Returns loaded LoRA adapters and current application status per module. Endpoint: GET /v1/list_loras
curl -sS -X GET "http://localhost:30010/v1/list_loras"
Response:
{
  "loaded_adapters": [
    { "nickname": "lora_a", "path": "/weights/lora_a.safetensors" },
    { "nickname": "lora_b", "path": "/weights/lora_b.safetensors" }
  ],
  "active": {
    "transformer": [
      {
        "nickname": "lora2",
        "path": "tarn59/pixel_art_style_lora_z_image_turbo",
        "merged": true,
        "strength": 1.0
      }
    ]
  }
}

Example: switching LoRAs

  1. Set LoRA A
curl -X POST http://localhost:30010/v1/set_lora \
  -d '{"lora_nickname": "lora_a", "lora_path": "path/to/A"}'
  1. Generate with LoRA A
Run your image or video generation requests.
  1. Unmerge LoRA A
curl -X POST http://localhost:30010/v1/unmerge_lora_weights
  1. Set LoRA B
curl -X POST http://localhost:30010/v1/set_lora \
  -d '{"lora_nickname": "lora_b", "lora_path": "path/to/B"}'
  1. Generate with LoRA B
Run your image or video generation requests with the new adapter.

Output quality

Control output quality and compression for both image and video generation through the output-quality and output-compression parameters.

Parameters

ParameterTypeDescription
output-qualitystringPreset quality level.
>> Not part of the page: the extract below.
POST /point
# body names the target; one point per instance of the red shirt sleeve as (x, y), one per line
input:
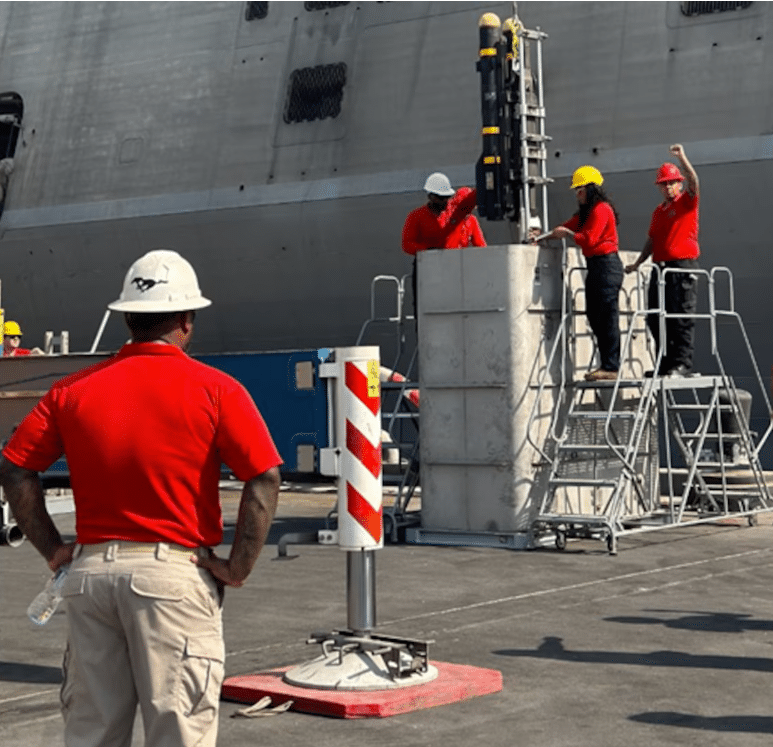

Default: "default"
output-compressionintegerDirect compression level override (0-100). When provided, takes precedence over output-quality
Quality presets:
PresetCompression value
"maximum"100
"high"90
"medium"55
"low"35
"default"Auto (50 for video, 75 for image)
  • When both output-quality and output-compression are provided, output-compression takes precedence.
  • Quality settings apply to JPEG and video formats. PNG uses lossless compression and ignores these settings.
  • Lower compression values (or "low" quality preset) produce smaller files but may show visible artifacts.